Graph-based methods have also been used approaches to model texts [10]. Several works addressed the keyword extraction problem representing documents as word co-occurrence networks, where two words are connected if they co-occur in a given context [11]. Centrality metrics are then used to assign an importance value to each word. [12] concluded that network metrics are able to successfully extract relevant words for the keyword extraction task. They also highlighted that network-based approaches do not need the use of external corpora and they are language independent.

The use of word embeddings and large contexts has also been useful in improving the quality of co-occurrence networks when extracting keywords [11]. A different approach was proposed by [13], where community detection methods were applied to a network of semantic relationships. Community detection methods are used to cluster together related (similar) concepts that appear in the same context. The authors used Wikipedia to establish the semantic relatedness between the words of the document. According to [13], important words tend to be grouped into highly connected communities, which are related to the main topics of the document.

Several studies have enhanced TextRank [14] by incorporating different semantic relationships between words as node weights for the word ranking algorithm. For instance, [3] used Wikipedia as an external knowledge base, while [1] employed the Word2Vec and Doc2Vec embedding models to compute the semantic similarity between words.

In order to address the keyword extraction problem in short texts, several works rely on the use of semantics and background knowledge. According to [5], extracting only basic or straightforward features from the words is insufficient for finding keywords from short texts. [1] remarked that text clustering approaches could prove valuable in mitigating the semantic scarcity found in short texts. These techniques enable the clustering of related texts, thereby allowing for the extraction of more semantic information by aggregating texts in the same cluster. [15] employed clustering algorithms to identify the most relevant words for each cluster, operating under the hypothesis that texts with similar topics contain similar keywords. Then, a graph-based approach was applied to each text cluster; and the PageRank algorithm was used to extract keywords.

3. Material and methods

The framework proposed to extract keywords comprises the following main steps: i) text pre-processing; ii) network construction; iii) community detection; iv) short texts keyword extraction; and v) long texts keyword extraction. The steps are summarized below and illustrated in Fig 1. Herein, we present an overview of the adopted methodology, with each individual step detailed in the subsequent subsections.

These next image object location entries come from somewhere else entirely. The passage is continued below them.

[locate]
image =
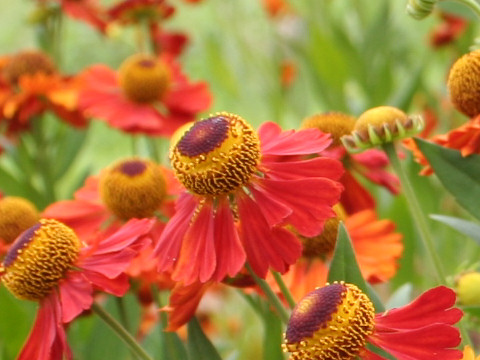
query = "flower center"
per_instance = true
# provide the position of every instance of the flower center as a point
(38, 259)
(334, 123)
(16, 215)
(133, 188)
(330, 323)
(379, 118)
(323, 244)
(27, 63)
(144, 78)
(216, 155)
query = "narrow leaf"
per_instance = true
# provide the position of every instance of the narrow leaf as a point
(460, 175)
(465, 227)
(344, 267)
(199, 346)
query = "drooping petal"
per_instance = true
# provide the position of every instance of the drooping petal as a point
(47, 340)
(265, 247)
(315, 167)
(228, 247)
(311, 201)
(433, 306)
(432, 342)
(183, 303)
(168, 246)
(197, 259)
(76, 295)
(275, 142)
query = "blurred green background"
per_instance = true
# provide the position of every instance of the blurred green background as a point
(349, 56)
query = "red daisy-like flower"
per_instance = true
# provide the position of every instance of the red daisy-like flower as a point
(338, 320)
(49, 264)
(147, 95)
(370, 164)
(135, 11)
(239, 196)
(376, 244)
(29, 86)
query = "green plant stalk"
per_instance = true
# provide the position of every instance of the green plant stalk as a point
(271, 296)
(421, 222)
(415, 211)
(472, 4)
(122, 333)
(284, 289)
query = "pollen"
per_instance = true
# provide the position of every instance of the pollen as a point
(323, 244)
(336, 124)
(16, 215)
(144, 78)
(133, 188)
(39, 259)
(330, 323)
(27, 63)
(217, 155)
(464, 84)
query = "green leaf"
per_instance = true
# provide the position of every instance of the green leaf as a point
(460, 175)
(344, 267)
(199, 346)
(273, 336)
(468, 228)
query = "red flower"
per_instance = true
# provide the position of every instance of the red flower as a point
(29, 86)
(148, 95)
(49, 264)
(240, 196)
(338, 321)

  1. Text pre-processing: this phase comprises the text-processing and vectorization steps. The first step includes the removal of stopwords. The remaining words are stemmed and the tf-idf approach is employed to obtain the vectorized form of the pre-processed texts. Additional details on the pre-processing steps applied can be found in Section.
  2. Network creation: we first constructed a paper citation network, which is used for short text keyword extraction. We also modeled the complete content of each paper as word co-occurrence networks, which were used to extract keywords from long texts. In Section, we describe the required steps for the creation of both network models.
  3. Community detection: we applied community detection methods to the citation networks in order to find clusters of related papers (see Section).
  4. Short texts keyword extraction: this phase is responsible for the extraction of keywords from short texts (paper abstracts). The clusters obtained in the previous step are used in this phase. The relevance of each word is computed inside and outside communities. We also proposed two methods for keyword extraction based on tf-idf and the K-Means algorithm.
  5. Long texts keyword extraction: to identify reference keywords, we used the complete content of the papers as input from several well-known keyword extraction methods. We evaluated methods based on word frequency, tf-idf, entropy, intermittency, BERT, Yake and TextRank [8, 14, 1618]. We also used a network approach based on co-occurrence networks and centrality metrics to find keywords for long texts. These networks were characterized using centrality metrics. A detailed explanation of the adopted methodology is shown in Section.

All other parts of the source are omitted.